USD/TRY resumes the upside on Monday after another release of Turkish inflation figures saw the CPI run at the hottest pace since July 1998 at 83.45% YoY, while consumer prices rose 3.08% vs. the previous month. Also weighing on the sentiment, Producer Prices increased at an annualized 151.50% YoY and 4.78% MoM.

Furthermore, higher costs in transportation and food coupled with an important increase in housing prices were behind another uptick in the domestic CPI in September.
Additional releases noted the Manufacturing PMI ticked a tad lower to 46.90 in September (from 47.40).
Extra gains in the pair also come from the better tone in the greenback, which adds to Friday’s advance and keeps the mood in the risk complex subdued.
The lira, therefore, enters its 10th consecutive month with losses and already retreats more than 40% so far this year (vs. 44% in all 2021).
USD/TRY keeps navigating the area of all-time tops near 18.60 amidst the combination of omnipresent lira weakness and the unabated rally in the dollar.
So far, price action around the Turkish lira is expected to keep gyrating around the performance of energy and commodity prices - which are directly correlated to developments from the war in Ukraine - the broad risk appetite trends and the Fed’s rate path in the next months.
Extra risks facing the Turkish currency also come from the domestic backyard, as inflation gives no signs of abating (despite rising less than forecast in July and August), real interest rates remain entrenched well in negative territory and the political pressure to keep the CBRT biased towards low interest rates remains omnipresent.
In addition, the lira is poised to keep suffering against the backdrop of Ankara’s plans to prioritize growth (via higher exports and tourism revenue) and the improvement in the current account.
Key events in Türkiye this week: CPI, Producer Prices, Manufacturing PMI (Monday).
Eminent issues on the back boiler: FX intervention by the CBRT. Progress of the government’s scheme oriented to support the lira via protected time deposits.
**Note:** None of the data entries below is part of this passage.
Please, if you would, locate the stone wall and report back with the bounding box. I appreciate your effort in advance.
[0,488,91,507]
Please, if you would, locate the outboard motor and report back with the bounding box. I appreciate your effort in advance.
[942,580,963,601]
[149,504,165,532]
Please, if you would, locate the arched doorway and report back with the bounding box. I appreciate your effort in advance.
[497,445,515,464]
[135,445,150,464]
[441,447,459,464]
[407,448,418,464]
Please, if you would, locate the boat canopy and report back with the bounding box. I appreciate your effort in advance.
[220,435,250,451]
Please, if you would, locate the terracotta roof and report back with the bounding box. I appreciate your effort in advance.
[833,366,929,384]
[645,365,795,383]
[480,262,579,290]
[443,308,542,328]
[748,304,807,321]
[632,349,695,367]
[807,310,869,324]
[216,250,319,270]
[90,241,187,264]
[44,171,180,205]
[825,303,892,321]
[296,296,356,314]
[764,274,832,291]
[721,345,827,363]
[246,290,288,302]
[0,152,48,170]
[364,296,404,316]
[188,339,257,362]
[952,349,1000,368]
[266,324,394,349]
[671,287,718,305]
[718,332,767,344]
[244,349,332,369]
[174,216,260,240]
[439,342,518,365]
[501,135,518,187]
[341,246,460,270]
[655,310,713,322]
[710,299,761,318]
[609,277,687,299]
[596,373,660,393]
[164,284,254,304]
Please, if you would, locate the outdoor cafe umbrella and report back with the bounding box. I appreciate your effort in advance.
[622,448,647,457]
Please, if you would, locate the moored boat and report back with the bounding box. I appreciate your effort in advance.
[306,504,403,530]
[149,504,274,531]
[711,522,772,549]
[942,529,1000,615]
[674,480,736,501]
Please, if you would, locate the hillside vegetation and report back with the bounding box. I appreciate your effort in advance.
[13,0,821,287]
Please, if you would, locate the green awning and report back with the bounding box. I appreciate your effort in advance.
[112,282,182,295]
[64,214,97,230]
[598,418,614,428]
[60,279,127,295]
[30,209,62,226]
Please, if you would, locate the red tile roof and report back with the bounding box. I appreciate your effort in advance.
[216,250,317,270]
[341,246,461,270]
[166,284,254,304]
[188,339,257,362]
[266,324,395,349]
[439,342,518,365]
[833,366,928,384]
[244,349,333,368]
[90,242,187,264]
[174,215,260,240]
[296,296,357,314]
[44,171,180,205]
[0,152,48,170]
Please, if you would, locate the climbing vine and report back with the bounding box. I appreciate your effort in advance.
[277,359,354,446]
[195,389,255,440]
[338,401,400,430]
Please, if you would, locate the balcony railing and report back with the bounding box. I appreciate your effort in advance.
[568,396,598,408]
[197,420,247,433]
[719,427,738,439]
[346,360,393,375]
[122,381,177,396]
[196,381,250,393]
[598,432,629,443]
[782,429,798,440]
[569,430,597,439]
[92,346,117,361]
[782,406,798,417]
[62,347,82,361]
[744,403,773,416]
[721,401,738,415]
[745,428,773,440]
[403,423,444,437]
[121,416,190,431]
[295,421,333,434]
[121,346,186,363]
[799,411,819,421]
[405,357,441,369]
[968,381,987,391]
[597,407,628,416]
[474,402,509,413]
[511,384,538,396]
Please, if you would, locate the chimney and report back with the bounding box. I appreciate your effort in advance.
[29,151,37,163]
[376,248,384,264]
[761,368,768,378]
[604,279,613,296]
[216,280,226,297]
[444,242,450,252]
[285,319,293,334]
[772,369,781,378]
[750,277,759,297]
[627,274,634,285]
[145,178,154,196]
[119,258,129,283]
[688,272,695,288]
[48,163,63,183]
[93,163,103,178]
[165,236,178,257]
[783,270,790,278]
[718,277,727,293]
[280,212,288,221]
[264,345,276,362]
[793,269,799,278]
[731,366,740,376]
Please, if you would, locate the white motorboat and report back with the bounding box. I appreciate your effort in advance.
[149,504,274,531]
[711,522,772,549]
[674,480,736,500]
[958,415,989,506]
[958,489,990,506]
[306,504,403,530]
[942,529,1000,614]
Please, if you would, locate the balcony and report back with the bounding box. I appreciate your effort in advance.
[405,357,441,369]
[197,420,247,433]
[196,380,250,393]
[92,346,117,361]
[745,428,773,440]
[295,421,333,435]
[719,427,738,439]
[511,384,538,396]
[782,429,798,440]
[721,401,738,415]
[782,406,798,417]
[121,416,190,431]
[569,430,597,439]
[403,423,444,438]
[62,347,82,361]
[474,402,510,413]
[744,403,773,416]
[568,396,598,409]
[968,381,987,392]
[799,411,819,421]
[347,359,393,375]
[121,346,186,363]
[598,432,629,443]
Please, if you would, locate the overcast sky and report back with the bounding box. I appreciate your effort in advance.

Constant government pressure on the CBRT vs. bank’s credibility/independence. Bouts of geopolitical concerns. Structural reforms. Presidential/Parliamentary elections in June 23.
So far, the pair is gaining 0.59% at 18.5616 and faces the next hurdle at 18.5737 (all-time high October 3) followed by 19.00 (round level). On the downside, a break below 18.0801 (55-day SMA) would expose 17.8590 (weekly low August 17) and finally 17.7586 (monthly low).